The Wanjiazhai Dam is a gravity dam on the Yellow River on the border of Pianguan County, Shaanxi Province (east bank) and Inner Mongolia Autonomous Region (west bank), China. The main purpose of the dam is water supply for the Wanjiazhai Water Control Project along with peak hydroelectric power generation. Construction on the dam began in 1994, the first generator went online in 1998 and the last in 2000.

==Construction==
The State Planning Commission approved construction of the dam in 1993. At the end of 1994, construction on the dam began and by December 1995, the river was diverted around the construction site. On October 1, 1998, the dam began to impound the reservoir and the first generator went online on November 28, 1998. Two more generators went online in 1999 and the final three in 2000.

==Dam design==
The dam is a 105 m tall and 443 m long concrete gravity dam that withholds a reservoir with 896000000 m3 of water, 445000000 m3 of which is the regulating capacity. The dam's power plant contains 6 x 180 MW Francis Turbine-generators for an installed capacity of 1,080 MW.
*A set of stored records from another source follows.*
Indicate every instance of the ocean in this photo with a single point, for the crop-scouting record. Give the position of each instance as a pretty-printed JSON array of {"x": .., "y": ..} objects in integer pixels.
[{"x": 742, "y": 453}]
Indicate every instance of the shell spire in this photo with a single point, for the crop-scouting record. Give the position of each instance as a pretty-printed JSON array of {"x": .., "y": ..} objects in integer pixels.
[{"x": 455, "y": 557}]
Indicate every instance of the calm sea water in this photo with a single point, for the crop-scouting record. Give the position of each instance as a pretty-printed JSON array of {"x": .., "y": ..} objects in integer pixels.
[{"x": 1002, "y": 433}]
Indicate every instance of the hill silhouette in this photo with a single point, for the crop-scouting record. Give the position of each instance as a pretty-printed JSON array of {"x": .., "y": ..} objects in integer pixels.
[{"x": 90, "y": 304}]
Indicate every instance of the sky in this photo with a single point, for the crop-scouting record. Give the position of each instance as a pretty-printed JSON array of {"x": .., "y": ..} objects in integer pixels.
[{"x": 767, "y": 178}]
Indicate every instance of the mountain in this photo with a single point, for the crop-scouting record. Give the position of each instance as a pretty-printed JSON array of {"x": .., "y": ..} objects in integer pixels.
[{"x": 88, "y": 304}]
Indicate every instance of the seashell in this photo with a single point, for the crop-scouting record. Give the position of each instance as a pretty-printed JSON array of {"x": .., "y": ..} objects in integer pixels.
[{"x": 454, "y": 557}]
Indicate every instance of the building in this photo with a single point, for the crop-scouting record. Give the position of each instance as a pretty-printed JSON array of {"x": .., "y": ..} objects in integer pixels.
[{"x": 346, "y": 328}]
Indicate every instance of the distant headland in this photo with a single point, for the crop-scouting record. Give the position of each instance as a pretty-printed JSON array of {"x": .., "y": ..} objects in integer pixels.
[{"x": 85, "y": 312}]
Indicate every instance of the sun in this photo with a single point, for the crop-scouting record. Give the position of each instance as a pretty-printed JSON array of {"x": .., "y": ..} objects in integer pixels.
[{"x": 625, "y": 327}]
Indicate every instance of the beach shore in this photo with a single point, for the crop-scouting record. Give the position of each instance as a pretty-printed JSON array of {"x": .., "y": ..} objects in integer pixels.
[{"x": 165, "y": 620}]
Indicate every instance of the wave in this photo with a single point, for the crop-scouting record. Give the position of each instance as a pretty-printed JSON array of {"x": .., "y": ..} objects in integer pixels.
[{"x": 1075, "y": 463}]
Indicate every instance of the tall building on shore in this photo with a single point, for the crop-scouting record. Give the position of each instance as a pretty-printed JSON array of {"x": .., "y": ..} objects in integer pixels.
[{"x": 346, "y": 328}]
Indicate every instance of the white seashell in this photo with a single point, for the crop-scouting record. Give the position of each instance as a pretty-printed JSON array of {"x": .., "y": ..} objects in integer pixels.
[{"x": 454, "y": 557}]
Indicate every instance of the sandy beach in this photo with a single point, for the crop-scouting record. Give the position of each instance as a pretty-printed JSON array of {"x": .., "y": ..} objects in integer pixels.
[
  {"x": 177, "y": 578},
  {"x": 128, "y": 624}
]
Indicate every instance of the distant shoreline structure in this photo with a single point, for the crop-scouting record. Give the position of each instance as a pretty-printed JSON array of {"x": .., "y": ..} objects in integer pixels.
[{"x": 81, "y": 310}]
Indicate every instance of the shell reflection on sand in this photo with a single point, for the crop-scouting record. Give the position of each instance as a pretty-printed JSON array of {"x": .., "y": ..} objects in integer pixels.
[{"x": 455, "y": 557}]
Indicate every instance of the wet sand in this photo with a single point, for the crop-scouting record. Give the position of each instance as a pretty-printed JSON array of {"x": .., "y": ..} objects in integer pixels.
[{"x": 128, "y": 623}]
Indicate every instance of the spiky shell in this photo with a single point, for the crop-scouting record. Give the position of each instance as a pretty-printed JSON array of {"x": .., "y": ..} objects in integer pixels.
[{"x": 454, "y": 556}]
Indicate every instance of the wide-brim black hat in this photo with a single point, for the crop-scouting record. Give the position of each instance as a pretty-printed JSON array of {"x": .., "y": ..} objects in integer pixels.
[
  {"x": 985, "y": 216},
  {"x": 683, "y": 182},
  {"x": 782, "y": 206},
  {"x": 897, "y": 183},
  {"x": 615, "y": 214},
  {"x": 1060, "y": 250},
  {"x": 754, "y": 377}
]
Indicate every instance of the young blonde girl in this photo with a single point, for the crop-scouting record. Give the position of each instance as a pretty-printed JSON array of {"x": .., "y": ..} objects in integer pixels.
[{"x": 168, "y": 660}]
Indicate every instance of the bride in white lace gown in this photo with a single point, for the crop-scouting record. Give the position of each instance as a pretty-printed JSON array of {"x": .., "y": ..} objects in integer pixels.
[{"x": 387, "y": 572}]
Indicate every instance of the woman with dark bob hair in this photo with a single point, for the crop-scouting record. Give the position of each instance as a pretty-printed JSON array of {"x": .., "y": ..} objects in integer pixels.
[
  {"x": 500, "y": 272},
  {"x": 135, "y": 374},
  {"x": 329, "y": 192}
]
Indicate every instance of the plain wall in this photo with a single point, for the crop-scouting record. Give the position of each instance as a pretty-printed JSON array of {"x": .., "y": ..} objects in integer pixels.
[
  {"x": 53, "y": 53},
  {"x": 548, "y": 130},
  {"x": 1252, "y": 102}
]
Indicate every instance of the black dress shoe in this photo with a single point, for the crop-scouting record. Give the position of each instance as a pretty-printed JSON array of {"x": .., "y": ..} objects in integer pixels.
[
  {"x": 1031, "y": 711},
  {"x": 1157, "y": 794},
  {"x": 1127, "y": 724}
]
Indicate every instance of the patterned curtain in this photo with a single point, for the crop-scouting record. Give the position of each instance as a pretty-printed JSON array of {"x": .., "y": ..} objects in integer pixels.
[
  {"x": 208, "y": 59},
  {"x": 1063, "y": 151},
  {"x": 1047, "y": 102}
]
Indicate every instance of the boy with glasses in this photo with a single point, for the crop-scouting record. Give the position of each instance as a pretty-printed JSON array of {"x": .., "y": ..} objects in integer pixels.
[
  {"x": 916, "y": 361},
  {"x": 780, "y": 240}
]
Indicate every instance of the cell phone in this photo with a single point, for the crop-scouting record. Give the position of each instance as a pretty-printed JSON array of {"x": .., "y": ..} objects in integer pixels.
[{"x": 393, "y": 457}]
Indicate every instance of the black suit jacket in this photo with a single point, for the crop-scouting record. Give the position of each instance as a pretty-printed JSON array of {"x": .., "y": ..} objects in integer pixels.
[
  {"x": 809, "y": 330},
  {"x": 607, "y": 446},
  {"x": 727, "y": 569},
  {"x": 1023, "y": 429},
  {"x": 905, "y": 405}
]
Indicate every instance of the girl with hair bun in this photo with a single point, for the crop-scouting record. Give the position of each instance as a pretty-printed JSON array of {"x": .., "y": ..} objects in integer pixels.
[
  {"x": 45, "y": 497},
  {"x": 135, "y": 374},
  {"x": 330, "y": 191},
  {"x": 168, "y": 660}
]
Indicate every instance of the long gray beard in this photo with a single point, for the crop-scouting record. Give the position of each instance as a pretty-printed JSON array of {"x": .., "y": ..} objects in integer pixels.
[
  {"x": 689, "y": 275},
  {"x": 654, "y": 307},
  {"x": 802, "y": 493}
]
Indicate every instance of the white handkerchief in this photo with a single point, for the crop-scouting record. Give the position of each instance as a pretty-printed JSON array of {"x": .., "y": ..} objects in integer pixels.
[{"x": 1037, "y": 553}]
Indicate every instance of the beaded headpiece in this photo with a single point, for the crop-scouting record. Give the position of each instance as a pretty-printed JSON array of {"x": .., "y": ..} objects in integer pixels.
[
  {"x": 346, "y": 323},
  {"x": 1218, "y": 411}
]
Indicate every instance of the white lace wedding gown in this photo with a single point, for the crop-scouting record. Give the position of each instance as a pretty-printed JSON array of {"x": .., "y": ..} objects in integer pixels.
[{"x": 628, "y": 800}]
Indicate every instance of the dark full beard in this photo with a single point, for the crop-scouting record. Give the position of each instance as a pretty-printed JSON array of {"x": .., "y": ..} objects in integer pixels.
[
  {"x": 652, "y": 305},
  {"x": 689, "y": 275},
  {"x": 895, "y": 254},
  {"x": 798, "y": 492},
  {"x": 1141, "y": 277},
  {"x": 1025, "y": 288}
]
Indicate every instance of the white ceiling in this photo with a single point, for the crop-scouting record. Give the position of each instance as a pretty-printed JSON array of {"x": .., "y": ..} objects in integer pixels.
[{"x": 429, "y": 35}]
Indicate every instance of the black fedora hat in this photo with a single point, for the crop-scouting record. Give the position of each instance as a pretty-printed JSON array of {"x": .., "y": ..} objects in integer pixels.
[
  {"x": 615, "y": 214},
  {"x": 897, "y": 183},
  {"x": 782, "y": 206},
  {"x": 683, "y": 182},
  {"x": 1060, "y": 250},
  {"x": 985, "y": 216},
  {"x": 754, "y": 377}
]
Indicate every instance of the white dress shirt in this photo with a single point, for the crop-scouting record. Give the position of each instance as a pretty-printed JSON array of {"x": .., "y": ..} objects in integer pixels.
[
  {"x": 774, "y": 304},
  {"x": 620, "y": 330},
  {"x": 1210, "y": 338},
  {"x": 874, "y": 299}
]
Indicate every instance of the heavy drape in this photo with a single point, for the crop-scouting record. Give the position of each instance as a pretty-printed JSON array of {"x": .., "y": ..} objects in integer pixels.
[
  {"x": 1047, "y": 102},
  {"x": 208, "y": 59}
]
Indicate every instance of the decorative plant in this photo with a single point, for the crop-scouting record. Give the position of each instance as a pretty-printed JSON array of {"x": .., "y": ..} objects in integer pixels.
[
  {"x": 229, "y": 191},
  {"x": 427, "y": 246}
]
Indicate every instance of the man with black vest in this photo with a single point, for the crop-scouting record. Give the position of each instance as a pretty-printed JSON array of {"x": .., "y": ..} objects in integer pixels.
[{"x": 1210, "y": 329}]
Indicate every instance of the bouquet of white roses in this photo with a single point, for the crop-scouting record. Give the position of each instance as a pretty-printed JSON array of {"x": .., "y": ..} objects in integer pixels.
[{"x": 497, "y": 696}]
==Wanjiazhai Water Control Project==
Also known as the Wanjiazhai Water Transfer Project or Shanxi Wanjiazhai Yellow River Diversion Project, it is designed to alleviate water shortages in Taiyuan, Shuozhou and Datong and provide electricity for areas around the dam. First, water derived from the Wanjiazhai Dam's reservoir is pumped through the 44 km long General Main at a rate up to 48 m3/s, being assisted by three pump stations and the Shentongzui Reservoir along the way. At Xiatuzhai village, the General Main reaches a diversion sluice where it splits into the South Main and the North Main. Traveling at a rate of 20.5 m3/s, water moves through the South Main for a distance of 102 km to Fenhe River and then the Fenhe Reservoir near Taiyuan. The South Main is intended to deliver 640000000 m3 of water a year. The North Main, beginning at Xiatuzhai, travels northward for a distance of 167 km at a rate of 22.2 m3/s, being assisted during its route by the Daliang Reservoir and pump station. The North Main terminates at the Zhaojiaxiaocun Reservoir near Datong.

Contracts for the water control project were awarded in 2001 and by the end of the year, the first step was complete when Yellow River water flowed into the Fehne Reservoir. The entire cost of the project is $1.5 billion, with $500 million being funded by the World Bank.